The ParamChem charge assignment is described in K. Vanommeslaeghe, E. P. Raman, A. D. MacKerell Jr., J. Chem. Inf. Model. 2012, 52, 3155-3168.

The two charge sets in the main file are very close; I don't expect significant differences in the properties. Each of the fluorines is 0.01 less negative in TFE, but the overall CF3 group is 0.01 more negative (the slightly larger difference for the C is of little consequence because that atom is buried). The sign of the difference for the overall CF3 group doesn't look very physical, but again, the magnitude is insignificant. The person who did this was probably fine-tuning water interaction energies within a very small margin. If it would be me doing it now, I would keep them the same for the sake of transferability and to avoid overfitting, but at that time (1999), CGenFF wasn't conceived yet and people were less concerned about transferability.

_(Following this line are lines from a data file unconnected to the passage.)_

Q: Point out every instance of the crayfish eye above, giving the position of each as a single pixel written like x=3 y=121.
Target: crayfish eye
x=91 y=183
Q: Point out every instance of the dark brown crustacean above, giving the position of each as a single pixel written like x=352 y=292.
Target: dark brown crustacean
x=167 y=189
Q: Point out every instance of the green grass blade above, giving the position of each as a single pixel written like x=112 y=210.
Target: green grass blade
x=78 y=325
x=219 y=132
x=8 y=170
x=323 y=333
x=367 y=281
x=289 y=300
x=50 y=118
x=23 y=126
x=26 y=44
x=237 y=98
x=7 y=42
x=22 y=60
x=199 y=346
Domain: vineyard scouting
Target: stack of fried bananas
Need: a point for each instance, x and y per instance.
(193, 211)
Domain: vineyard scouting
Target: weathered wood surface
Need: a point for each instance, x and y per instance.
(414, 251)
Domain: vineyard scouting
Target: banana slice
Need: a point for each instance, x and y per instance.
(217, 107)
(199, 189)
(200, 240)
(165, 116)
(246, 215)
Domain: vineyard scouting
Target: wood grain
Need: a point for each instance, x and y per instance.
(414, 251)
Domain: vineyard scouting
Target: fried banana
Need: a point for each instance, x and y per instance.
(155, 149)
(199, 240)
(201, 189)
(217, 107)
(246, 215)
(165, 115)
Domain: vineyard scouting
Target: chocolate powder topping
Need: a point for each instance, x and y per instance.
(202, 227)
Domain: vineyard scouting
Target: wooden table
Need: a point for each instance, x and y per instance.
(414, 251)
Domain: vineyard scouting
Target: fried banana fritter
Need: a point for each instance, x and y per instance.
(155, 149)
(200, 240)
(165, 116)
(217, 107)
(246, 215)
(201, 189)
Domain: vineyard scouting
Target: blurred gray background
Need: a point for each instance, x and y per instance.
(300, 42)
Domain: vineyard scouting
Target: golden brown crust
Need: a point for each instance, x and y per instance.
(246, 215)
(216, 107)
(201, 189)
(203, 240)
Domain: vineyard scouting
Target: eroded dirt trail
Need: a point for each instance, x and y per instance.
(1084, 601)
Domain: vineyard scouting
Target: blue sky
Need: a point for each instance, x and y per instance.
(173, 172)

Moving on to the subject of your molecule, this is a case where manual charge assignment would be unambiguous, so you don't need to use the ParamChem charges (though it wouldn't be a huge mistake to do so). For the purpose of transferring charges manually, both charge sets in the main file are probably equally good. TFE has an oxygen in the same position as your C(alpha), and the oxygen is probably a stronger electron withdrawing group, but TFET has no electron withdrawing group at all. At the end of the day, since there is less potential for secondary interactions in the TFET charge optimization, and that molecule was studied extensively in the paper you're citing, I would agree with you in feeling slightly more comfortable transferring from TFET, but yet again, it matters little.